モディ首相、MANAVビジョンを提示し人間中心の倫理的AI統治を訴える
ニューデリーで開かれたインドAIインパクトサミット2026で、ナレンドラ・モディ首相は人工知能(AI)に関する包括的な「MANAVビジョン」を発表し、倫理的かつ説明責任のある包摂的な人間中心のAI統治の枠組みを提示しました。
首相は会場で頭字語の各文字が示す理念を丁寧に説明し、『M』を道徳的・倫理的システムとしてAIが倫理指針に基づくべきことを強調したうえで、『A』を説明責任あるガバナンスと位置づけ、透明なルールと強固な監督の重要性を訴えました、『N』を国家主権としてデータ所有の権利を明確化し、『A』をアクセス可能で包摂的な仕組みと定めて独占を戒め、『V』を有効で正当性のあるものとして合法性や検証可能性を重視する考えを示しました。

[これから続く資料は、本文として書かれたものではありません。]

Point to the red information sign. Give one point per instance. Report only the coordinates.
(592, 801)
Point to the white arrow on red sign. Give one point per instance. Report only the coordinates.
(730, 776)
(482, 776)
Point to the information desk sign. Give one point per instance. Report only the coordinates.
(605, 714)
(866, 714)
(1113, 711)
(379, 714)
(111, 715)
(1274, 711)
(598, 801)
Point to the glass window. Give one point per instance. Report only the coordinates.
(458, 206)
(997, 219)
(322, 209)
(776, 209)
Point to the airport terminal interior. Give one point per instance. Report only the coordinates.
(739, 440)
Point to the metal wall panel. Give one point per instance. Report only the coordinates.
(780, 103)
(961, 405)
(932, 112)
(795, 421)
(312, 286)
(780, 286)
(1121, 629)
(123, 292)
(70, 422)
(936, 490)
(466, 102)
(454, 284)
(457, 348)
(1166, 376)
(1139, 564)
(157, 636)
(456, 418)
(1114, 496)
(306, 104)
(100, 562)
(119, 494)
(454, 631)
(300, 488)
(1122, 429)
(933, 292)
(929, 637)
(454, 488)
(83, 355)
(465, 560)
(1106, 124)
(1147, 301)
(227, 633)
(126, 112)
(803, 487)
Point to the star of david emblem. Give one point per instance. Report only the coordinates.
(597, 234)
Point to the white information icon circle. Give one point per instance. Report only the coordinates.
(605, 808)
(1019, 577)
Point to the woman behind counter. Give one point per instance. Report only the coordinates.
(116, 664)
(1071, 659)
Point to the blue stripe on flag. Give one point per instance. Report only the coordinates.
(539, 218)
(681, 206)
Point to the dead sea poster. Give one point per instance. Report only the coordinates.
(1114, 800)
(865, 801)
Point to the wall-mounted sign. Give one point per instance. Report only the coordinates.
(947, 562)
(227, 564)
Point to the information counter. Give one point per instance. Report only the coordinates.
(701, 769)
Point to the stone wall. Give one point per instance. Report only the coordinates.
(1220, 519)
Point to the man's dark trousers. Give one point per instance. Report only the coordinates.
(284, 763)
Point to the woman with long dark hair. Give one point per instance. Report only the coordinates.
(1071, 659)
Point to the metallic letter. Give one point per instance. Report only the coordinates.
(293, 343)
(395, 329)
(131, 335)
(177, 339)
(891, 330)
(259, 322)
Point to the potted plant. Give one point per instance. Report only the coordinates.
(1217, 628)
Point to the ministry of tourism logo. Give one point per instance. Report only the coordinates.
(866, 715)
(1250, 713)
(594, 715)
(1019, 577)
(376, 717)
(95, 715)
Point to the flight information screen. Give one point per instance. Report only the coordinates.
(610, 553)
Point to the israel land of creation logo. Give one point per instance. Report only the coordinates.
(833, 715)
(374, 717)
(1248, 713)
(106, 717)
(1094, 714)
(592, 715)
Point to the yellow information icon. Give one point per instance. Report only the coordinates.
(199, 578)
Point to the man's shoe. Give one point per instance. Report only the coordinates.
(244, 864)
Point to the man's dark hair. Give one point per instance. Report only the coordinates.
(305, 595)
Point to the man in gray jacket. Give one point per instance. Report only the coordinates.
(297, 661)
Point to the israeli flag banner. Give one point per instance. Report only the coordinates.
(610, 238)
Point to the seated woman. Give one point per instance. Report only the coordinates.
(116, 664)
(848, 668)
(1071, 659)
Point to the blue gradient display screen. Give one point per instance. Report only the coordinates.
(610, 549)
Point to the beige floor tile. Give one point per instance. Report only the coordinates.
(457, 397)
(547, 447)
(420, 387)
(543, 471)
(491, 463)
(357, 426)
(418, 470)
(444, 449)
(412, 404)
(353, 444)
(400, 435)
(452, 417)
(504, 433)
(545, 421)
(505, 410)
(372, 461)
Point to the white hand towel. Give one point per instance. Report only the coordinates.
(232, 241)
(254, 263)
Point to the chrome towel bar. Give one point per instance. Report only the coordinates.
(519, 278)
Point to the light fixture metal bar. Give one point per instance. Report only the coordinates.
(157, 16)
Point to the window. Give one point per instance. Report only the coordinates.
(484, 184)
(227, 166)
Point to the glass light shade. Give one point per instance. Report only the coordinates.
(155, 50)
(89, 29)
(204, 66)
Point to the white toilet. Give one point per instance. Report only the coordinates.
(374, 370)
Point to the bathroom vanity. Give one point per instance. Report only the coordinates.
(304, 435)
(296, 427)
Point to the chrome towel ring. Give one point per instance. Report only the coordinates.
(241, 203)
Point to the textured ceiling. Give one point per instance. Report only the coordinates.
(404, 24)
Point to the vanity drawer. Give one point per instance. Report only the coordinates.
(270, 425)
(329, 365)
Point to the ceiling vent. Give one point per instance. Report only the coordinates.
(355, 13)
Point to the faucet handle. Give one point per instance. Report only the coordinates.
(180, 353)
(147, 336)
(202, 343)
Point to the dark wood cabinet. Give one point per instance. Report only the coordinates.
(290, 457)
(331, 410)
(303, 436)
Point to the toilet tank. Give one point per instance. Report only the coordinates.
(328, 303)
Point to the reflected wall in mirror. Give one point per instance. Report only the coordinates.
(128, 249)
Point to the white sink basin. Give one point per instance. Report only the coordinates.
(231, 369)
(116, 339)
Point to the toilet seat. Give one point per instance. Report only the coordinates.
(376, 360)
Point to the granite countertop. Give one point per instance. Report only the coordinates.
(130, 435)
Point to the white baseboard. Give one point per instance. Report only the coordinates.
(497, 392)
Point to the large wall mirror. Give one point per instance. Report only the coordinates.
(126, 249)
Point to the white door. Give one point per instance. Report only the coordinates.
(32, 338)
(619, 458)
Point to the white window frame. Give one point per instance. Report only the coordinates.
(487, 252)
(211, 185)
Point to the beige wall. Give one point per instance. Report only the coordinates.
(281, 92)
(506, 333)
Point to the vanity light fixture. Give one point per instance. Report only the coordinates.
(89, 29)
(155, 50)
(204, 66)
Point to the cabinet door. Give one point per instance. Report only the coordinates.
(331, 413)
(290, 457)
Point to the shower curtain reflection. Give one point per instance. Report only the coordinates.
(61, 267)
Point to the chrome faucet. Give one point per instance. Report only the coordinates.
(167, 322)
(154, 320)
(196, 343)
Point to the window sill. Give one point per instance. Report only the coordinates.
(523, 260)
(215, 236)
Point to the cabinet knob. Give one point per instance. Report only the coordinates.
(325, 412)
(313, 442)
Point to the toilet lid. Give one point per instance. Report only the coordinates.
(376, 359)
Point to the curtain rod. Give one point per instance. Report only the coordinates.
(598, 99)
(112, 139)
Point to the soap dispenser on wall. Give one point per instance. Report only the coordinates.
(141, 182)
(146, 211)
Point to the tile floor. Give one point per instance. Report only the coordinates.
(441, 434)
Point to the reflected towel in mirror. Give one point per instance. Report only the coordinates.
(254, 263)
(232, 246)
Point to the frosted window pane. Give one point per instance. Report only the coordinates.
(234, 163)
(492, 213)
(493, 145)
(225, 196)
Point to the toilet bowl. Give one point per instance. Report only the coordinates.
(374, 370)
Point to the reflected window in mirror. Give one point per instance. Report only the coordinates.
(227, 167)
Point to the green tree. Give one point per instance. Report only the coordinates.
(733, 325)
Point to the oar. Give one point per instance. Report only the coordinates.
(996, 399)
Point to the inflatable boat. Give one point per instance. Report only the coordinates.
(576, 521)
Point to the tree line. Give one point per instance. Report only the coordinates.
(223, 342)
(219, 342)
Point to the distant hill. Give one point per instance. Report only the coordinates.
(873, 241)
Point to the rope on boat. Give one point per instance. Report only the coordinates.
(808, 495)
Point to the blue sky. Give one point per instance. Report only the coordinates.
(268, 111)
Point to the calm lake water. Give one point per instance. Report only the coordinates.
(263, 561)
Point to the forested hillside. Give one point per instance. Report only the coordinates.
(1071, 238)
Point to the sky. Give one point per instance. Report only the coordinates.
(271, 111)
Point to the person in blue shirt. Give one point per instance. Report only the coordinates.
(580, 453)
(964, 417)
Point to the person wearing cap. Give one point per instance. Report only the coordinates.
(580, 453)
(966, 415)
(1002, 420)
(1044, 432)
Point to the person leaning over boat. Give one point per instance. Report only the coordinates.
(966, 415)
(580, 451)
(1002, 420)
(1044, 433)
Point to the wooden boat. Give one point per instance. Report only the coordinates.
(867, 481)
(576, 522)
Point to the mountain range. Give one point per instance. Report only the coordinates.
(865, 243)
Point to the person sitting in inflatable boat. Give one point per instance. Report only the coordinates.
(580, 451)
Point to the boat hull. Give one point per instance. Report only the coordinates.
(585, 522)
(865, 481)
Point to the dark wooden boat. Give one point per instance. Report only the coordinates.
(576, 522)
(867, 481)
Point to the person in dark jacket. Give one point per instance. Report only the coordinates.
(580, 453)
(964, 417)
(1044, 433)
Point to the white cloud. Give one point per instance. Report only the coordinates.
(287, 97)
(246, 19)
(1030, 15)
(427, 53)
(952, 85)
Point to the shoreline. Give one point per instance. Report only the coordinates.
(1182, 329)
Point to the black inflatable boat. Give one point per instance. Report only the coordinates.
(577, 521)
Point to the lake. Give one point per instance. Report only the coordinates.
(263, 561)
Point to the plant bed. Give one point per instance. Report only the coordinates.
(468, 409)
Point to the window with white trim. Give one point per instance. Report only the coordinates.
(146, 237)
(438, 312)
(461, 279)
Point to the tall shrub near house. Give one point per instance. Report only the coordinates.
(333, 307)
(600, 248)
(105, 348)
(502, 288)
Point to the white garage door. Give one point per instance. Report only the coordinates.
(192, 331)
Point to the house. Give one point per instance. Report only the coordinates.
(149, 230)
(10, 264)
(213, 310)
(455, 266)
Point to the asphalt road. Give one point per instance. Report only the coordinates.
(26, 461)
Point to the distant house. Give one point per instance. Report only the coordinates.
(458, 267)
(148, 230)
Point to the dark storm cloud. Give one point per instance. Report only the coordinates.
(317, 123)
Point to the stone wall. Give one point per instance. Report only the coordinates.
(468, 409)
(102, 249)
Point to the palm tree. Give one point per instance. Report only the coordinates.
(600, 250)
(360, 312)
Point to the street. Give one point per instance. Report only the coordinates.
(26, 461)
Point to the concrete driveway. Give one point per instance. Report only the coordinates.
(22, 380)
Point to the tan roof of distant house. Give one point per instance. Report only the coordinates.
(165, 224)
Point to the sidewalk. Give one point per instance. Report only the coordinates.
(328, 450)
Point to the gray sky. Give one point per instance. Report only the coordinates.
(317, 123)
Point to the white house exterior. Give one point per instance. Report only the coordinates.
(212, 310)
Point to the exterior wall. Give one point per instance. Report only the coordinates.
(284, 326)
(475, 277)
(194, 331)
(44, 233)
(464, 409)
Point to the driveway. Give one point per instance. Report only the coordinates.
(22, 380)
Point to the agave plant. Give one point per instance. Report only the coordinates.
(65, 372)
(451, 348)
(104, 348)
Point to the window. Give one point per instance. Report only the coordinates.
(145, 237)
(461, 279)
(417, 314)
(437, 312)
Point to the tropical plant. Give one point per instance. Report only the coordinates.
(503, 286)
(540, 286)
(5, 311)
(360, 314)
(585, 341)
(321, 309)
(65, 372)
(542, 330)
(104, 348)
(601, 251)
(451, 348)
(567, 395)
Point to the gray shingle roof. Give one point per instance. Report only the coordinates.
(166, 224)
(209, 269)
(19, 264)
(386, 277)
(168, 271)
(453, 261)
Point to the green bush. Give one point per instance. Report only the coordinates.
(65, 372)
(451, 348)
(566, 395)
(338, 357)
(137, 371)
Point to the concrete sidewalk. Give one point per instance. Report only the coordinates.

モディ氏は、このMANAVビジョンが国内のみならずグローバルなAIエコシステムにおける指針になり得るとの見解を示し、21世紀のAIがもたらす変革を人類の福祉につなげるための重要な枠組みになるとの期待を表明しました、同時に新たに浮上するリスクに対する憂慮を示し、特に子どもの安全確保に向けた一層の対策が不可欠であると強調しました。
首相はまた、インドの人材や技術的能力、政策の明確さを挙げて国としての立場を示し、サミットの場で国内の3社が自社のAIモデルとアプリを発表したことに触れ、若い人材の才能と国内イノベーションの兆しを評価するとともに、技術リーダーやイノベーターに対して『インドで設計・開発し、世界と人類に提供する』協働を呼びかけました。
インドAIインパクトサミットは政府関係者や産業界のAI専門家、学界、技術イノベーター、市民社会を世界各地から集める国際会議であり、グローバル・サウスで開催される初の大規模なグローバルAIサミットとして、万人の福利と幸福を掲げる国家理念および「人類のためのAI」というグローバル原則と整合しつつ、AIガバナンスや安全性、社会的影響に関する国際協力を強化することを目的とした進化する国際プロセスの一環となっています。